Dans les couloirs de la Division provinciale des Mines, le silence a laissé place à une clameur d’indignation. Accusée de détournements, d’incompétence et de dérives identitaires, la cheffe de division, Annie Sheka, fait face à une fronde sans précédent de ses agents. Entre rupture de confiance et détermination syndicale, le divorce semble désormais consommé.
L’atmosphère est devenue irrespirable au siège de la Division provinciale des Mines. Ce qui n’était, il y a quelques mois, qu’un murmure de couloir s’est transformé en une véritable tempête sociale. Aujourd’hui, le personnel ne se cache plus : il réclame, haut et fort, le départ immédiat de Madame Annie Sheka. Dans cette administration stratégique pour l’économie du pays, le climat de travail a cédé la place à une confrontation ouverte, où chaque jour qui passe alourdit un passif déjà jugé « irréparable » par les délégués syndicaux et les agents de carrière.
Un réquisitoire accablant : au-delà de la gestion, une crise de valeurs
Le grief le plus lourd qui pèse sur Annie Sheka est sans conteste celui de la gestion financière.
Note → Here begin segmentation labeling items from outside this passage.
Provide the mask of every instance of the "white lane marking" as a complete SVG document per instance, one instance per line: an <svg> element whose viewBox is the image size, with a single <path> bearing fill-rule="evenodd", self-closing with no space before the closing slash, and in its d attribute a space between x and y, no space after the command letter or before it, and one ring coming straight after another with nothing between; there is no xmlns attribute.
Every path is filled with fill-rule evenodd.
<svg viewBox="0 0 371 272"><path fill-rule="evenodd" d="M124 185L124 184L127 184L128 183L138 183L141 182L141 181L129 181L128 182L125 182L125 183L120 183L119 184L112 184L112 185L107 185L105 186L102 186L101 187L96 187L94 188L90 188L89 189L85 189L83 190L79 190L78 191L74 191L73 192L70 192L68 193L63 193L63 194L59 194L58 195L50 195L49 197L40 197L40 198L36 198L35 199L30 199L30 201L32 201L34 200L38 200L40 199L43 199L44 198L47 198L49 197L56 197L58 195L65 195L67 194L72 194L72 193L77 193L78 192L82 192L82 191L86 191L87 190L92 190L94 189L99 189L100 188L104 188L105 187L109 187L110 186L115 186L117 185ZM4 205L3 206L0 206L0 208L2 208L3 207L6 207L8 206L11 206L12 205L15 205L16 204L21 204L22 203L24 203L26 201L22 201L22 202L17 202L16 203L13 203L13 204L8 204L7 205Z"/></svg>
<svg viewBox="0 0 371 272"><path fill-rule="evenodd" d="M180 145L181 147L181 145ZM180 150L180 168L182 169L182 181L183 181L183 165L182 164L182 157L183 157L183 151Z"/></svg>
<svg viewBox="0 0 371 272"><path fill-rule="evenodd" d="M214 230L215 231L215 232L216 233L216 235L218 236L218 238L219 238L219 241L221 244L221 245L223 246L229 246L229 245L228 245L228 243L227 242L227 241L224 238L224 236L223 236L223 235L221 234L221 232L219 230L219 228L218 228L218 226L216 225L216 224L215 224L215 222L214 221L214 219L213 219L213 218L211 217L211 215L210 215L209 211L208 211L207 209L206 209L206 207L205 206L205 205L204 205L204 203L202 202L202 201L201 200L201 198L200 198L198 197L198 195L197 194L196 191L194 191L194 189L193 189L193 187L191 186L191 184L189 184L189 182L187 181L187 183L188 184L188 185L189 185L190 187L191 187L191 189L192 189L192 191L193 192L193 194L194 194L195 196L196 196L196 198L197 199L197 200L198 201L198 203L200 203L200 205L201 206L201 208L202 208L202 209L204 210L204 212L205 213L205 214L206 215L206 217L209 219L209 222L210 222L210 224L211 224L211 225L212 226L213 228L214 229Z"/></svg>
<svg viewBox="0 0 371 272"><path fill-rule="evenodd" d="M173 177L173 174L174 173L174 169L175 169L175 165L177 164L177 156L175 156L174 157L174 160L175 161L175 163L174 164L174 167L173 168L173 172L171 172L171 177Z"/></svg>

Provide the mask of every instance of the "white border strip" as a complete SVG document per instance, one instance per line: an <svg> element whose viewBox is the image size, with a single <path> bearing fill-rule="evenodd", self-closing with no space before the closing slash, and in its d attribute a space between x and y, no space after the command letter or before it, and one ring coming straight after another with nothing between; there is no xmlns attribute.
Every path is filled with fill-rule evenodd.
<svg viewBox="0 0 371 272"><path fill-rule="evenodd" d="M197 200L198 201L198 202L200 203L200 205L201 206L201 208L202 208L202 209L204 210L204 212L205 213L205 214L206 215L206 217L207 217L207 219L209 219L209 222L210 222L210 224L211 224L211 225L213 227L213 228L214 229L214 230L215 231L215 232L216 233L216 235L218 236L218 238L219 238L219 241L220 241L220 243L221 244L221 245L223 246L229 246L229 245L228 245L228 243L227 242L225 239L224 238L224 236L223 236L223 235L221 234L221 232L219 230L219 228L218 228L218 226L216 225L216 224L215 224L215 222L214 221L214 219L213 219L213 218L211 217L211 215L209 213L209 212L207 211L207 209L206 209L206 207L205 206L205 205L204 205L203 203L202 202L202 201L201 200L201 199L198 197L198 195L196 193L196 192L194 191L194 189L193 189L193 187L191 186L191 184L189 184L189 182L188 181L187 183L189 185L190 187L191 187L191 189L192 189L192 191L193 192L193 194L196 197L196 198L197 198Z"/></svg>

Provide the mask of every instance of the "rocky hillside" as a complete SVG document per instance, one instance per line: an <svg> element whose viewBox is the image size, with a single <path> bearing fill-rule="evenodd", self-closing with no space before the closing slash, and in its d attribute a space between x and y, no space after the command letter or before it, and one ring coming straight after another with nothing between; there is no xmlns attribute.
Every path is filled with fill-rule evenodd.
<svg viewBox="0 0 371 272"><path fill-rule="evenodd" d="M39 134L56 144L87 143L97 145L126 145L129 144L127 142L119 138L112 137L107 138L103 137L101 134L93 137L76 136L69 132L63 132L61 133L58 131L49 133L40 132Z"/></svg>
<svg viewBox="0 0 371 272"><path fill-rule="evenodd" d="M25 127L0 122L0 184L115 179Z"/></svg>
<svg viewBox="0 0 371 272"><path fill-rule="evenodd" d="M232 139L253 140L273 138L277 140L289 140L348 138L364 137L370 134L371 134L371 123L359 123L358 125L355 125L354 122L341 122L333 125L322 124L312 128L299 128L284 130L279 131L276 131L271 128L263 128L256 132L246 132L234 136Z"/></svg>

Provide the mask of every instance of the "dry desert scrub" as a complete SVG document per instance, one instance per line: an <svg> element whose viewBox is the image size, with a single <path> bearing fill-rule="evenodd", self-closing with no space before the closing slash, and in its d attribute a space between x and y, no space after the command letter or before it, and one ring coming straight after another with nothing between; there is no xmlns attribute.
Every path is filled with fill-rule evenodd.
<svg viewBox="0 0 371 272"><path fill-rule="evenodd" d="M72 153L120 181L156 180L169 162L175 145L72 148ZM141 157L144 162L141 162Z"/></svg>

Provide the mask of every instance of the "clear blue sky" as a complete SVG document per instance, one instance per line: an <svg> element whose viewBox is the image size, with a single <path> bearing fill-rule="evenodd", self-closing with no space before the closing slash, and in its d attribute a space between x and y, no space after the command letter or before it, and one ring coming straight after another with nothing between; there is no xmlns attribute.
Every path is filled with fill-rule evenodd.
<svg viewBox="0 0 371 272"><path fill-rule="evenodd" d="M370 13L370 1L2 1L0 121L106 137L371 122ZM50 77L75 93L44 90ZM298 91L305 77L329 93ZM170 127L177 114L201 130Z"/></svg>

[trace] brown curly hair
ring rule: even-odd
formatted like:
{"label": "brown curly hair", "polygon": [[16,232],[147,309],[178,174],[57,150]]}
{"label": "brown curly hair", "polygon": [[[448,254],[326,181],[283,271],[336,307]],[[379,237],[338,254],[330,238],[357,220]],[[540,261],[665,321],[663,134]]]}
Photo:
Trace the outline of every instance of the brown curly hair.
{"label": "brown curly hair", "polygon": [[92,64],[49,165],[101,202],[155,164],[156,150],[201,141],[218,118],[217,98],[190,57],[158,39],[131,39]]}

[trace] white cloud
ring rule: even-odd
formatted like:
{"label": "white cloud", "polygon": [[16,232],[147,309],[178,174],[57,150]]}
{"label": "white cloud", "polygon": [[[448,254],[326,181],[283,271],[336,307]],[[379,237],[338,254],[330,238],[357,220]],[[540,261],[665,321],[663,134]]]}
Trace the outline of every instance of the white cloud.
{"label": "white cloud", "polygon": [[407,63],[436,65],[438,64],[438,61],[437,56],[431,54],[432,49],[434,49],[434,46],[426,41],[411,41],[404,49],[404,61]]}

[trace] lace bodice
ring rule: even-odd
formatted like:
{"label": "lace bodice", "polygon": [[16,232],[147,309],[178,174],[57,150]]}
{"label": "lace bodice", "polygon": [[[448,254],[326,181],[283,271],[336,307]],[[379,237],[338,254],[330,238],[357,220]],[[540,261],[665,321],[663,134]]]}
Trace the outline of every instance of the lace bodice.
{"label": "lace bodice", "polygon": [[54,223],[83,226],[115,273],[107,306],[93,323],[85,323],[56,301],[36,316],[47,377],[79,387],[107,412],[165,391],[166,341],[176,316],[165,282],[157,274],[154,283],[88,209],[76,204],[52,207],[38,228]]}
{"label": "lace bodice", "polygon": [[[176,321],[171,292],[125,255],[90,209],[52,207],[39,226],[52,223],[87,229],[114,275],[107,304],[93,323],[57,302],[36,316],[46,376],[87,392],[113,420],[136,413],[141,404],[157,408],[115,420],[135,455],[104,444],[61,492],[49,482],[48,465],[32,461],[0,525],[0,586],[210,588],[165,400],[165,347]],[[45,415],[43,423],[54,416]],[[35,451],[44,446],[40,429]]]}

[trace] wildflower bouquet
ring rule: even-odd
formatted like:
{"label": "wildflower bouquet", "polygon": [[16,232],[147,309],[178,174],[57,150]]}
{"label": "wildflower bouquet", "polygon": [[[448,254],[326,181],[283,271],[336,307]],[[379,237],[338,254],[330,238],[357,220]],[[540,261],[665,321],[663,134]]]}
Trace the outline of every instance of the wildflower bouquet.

Les agents dénoncent des manœuvres opaques s’apparentant à un détournement systématique des ressources destinées au fonctionnement de la division et aux primes du personnel. « Nous voyons passer des flux importants, mais l’outil de travail se dégrade et nos conditions de vie stagnent. Où va l’argent ? », s’interroge un cadre de la division sous couvert d’anonymat.
Mais l’aspect financier n’est que la partie émergée de l’iceberg. L’accusation de tribalisme est celle qui blesse le plus profondément le tissu administratif. Dans une institution qui se doit d’être le reflet de l’unité nationale, Annie Sheka est accusée de favoriser une caste, transformant, selon ses détracteurs, un service public en un « bastion identitaire ». Ce repli communautaire, couplé à une incompétence technique régulièrement pointée du doigt par ses collaborateurs, aurait fini par paralyser l’efficacité même de la division.
« Le point de non-retour »
Loin d’être une simple saute d’humeur, ce mouvement de contestation s’inscrit dans une volonté de réforme profonde exprimée par la base. Les agents, qui se disent « humiliés par une gestion archaïque », ont promis de mettre en œuvre tous les moyens légaux et syndicaux pour obtenir gain de cause. Des sit-in aux mémorandums adressés aux autorités de tutelle, la pression ne cesse de monter.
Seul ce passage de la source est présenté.